Vorkuta was officially established as city in 1942, its population consisting mainly of prison camp labourers and their NKVD overseers. During the Second World War, when the Nazis overran the Donbas region, Vorkuta became the main supplier of coal for the Soviets' war effort.

Following Stalin's death in 1953, the labour camps were ostensibly shut down, although there are some reports that these camps continuted to operate in Vorkuta until the 1980s. While throughout the Soviet Union scores of political prisoners were finally permitted to return home, Vorkuta's inhabitants were forced to remain where they were.

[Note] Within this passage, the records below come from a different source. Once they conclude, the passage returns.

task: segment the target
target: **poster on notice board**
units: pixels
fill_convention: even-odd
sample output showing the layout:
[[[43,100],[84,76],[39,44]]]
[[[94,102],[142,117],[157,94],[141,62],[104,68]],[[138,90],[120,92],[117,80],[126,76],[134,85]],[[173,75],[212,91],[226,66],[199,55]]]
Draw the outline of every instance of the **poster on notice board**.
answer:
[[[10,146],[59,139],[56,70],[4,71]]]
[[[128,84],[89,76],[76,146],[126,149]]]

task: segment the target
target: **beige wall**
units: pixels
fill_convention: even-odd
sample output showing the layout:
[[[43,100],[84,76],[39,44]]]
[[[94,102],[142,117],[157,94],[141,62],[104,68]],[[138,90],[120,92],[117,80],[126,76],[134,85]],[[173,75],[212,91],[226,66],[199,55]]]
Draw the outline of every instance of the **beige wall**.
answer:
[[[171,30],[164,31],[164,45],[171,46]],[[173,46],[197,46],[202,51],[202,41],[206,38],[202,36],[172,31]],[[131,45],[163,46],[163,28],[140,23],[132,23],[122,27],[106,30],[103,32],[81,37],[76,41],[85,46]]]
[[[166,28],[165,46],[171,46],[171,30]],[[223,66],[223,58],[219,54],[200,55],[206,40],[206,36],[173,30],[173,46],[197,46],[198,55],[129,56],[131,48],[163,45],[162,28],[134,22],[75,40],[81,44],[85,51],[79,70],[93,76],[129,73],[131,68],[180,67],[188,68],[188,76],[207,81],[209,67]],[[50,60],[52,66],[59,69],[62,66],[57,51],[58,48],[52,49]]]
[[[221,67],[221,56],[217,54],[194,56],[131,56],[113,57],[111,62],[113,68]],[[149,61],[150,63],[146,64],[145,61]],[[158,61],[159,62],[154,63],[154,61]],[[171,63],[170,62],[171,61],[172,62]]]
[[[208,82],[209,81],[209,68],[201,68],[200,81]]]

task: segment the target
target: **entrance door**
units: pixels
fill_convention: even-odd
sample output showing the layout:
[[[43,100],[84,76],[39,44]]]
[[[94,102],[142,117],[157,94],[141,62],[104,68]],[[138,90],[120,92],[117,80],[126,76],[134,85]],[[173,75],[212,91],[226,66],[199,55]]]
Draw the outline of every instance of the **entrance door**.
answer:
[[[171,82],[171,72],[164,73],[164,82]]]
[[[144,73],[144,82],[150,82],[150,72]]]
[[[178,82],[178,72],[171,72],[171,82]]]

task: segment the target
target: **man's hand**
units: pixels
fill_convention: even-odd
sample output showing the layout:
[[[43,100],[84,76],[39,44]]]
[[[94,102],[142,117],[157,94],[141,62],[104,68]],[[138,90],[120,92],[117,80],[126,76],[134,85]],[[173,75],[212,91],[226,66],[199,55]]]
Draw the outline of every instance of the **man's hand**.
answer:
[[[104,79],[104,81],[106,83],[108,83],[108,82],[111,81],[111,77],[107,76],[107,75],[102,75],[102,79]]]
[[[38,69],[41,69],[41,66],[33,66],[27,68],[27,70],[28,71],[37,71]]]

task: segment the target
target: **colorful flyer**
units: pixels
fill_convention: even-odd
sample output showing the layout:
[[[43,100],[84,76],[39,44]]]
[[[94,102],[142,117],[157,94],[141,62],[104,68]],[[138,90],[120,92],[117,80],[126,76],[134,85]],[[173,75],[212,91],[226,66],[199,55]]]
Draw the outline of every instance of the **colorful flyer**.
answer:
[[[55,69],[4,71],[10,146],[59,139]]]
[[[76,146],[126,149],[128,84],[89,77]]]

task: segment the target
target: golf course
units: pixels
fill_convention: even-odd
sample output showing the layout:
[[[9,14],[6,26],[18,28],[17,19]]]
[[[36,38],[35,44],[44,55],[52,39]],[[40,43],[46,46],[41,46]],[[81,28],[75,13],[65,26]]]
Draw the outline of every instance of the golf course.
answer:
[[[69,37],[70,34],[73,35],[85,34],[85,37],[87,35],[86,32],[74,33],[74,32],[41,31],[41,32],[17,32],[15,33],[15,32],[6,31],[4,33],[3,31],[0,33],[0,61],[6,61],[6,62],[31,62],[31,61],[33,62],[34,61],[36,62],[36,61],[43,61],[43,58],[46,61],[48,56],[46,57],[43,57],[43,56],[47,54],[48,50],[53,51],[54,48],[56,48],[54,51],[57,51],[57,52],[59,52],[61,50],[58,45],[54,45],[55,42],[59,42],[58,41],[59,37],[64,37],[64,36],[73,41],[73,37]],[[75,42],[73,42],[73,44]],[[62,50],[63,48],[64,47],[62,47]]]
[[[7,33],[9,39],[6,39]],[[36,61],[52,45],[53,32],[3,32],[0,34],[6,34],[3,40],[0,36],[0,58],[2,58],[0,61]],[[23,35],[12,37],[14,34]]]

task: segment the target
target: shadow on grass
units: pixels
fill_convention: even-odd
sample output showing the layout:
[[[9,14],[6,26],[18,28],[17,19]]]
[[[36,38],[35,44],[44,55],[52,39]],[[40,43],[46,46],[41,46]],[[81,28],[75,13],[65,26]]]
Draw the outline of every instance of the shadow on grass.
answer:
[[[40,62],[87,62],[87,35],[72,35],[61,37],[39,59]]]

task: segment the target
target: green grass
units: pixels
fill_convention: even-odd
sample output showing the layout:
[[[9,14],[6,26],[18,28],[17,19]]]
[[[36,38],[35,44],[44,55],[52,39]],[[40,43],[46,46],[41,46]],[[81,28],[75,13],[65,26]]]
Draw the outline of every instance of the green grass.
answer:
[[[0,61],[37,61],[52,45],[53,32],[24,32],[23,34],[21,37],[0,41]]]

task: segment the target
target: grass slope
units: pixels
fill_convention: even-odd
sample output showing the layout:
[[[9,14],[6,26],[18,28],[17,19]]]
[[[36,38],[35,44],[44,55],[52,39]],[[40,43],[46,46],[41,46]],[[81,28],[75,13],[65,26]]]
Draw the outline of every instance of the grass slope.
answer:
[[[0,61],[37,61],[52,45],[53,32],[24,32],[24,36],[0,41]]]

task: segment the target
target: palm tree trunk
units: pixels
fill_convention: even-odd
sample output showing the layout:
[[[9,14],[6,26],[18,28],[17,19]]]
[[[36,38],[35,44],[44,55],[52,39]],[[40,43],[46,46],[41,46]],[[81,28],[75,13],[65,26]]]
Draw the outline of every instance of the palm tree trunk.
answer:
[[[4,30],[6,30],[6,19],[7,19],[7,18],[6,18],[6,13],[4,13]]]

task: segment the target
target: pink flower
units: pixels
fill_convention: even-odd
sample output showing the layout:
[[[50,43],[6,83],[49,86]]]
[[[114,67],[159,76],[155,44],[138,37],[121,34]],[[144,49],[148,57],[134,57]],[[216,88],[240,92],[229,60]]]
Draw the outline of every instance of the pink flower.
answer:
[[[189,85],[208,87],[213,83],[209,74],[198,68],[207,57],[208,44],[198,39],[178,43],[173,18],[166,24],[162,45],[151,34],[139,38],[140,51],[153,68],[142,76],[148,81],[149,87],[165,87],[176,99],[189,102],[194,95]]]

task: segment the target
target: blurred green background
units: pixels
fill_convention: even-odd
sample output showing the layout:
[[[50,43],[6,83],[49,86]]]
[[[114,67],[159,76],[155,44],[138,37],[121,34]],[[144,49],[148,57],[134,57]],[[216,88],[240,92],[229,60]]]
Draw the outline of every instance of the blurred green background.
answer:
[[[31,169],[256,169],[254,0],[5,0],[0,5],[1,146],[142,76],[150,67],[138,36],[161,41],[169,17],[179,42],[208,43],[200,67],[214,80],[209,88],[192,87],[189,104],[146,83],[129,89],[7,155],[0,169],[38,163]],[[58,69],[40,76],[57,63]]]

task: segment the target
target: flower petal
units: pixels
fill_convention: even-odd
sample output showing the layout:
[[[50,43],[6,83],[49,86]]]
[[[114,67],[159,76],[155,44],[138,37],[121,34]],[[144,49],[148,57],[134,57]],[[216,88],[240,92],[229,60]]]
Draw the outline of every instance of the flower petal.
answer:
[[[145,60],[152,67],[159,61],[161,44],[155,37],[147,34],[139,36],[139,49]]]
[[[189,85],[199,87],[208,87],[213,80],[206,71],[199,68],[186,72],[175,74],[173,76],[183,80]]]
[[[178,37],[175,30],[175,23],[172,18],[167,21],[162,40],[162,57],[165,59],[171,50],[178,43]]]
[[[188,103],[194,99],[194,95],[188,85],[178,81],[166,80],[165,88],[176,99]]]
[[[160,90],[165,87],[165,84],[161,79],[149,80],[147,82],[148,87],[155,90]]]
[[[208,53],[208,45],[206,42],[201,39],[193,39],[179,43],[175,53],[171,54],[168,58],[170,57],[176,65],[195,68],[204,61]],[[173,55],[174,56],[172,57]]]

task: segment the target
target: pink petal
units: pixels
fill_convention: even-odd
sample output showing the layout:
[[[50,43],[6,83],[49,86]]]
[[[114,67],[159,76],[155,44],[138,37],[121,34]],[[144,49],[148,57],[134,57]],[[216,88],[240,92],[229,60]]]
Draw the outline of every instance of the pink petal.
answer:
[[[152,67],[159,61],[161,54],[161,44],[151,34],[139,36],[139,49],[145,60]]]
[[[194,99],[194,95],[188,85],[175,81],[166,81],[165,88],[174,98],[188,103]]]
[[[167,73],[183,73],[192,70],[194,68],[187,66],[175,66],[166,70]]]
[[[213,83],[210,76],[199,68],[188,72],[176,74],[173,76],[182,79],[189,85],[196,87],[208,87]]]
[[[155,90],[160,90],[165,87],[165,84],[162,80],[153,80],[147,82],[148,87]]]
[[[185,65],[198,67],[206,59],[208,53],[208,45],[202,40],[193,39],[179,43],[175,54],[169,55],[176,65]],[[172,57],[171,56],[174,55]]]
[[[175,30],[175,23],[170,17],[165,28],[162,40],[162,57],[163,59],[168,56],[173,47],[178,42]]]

The Soviet propaganda machine swiftly went into action, convincing Vorkuta's miners that by braving Arctic winters and near-perpetual darkness to bring coal to Soviet families, they were leading heroic lives. In truth, the average Soviet family had very little use for coal, as the cost to heat an apartment for 11 months of the year was far beyond most families' means. The perplexing reality of Vorkuta was that the value of the coal unearthed there was miniscule compared to the cost of maintaining the buildings and facilities that constituted the communist façade.

The 1960s and 70s were marked by the rapid construction of shops, theatres, swimming pools, and schools in order to entice new families attracted by the promise of higher wages. The Soviet government's attempts to exploit the natural resources of the region while instilling its residents with a chronically positive, patriotic mentality were extremely successful--too successful, in fact.

Today, the town is a financial drain, a monument to a bygone era. Putin's government is trying its hardest to persuade many of Vorkuta's inhabitants to migrate southward in the hope that a smaller city will be much less expensive to maintain. While these efforts are often successful, the majority of these people somehow find their way back to their cold, miserable, town. Whether it is due to a lack of employment, new friends, an inability to leave behind a town that was once so highly touted, or even simple homesickness, its residents are ensuring that the Russian government will have an extremely difficult time depopulating Vorkuta.